Find out more about Robert on their profile page 

Academic Lead - Professor Jane Hillston

Jane Hillston FRSE MAE is a leading expert in quantitative formal methods which support logic-based analysis of stochastic dynamic systems.  Her work has been applied in a variety of domains ranging from intracellular signalling systems, cloud computing, to smart city transport systems.

Find out more about Jane Hillston on their profile page

Academic Lead - Dr. Srinjoy Mitra 

Srinjoy Mitra is a Senior Lecturer with extensive experience in custom integrated circuit design for ultra-low power sensor interfaces, particularly for biomedical applications. He has led industry sponsored and publicly funded projects related to ambulatory medical devices.

Find out more about Srinjoy Mitra on their profile page

Academic Lead - Dr. Nick Polydorides

Nick Polydorides is a Reader in computational engineering, specialising in data science. He is the Head of the Digital Communications Research Institute in the School of Engineering. He works on data sketching algorithms for real time simulation and data compression. 

Find out more about Nick Polydorides on their profile page

Academic Lead - Professor Subramanian Ramamoorthy

Subramanian Ramamoorthy is Professor and Personal Chair of Robot Learning and Autonomy, in the School of Informatics, University of Edinburgh where he is the incoming Director of the Institute of Perception, Action and Behaviour.  His work is focussed on achieving safe autonomy for robotics in human-centered environments. He is Vice President - Prediction and Planning at FiveAI, a UK-based startup company developing autonomous vehicles technology. 

Find out more about Subramanian on their profile page

Research Associate - Dr. Ricardo Contreras

Ricardo is a Research Associate at ACRC. His research interests include modelling and monitoring constraints of dynamic compositions and data processing, with a focus on older adults in different contexts. He has several years of experience in industry working in the health sector, including the development of prototypes for the diagnosis of Alzheimer’s disease.

Find out more about Ricardo on their profile page.

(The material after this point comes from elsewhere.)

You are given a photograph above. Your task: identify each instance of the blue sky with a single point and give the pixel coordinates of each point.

Research Associate - Dr Nuša Farič 

Nuša studied at the University of Glasgow (BSc Hons Psychology), UCL (MSc Health Psychology), and PhD (Health Psychology and Informatics for the UCL Institute of Health Informatics). She has experience working in academia, private and public healthcare, medical communications industry and consumer health, in multidisciplinary teams using mixed-methods approaches and has interests in psychology, health psychology, AI, femtech, women's health, health content on Wikipedia and innovative health solutions.

Her role is a  joint role across WP4 and WP6.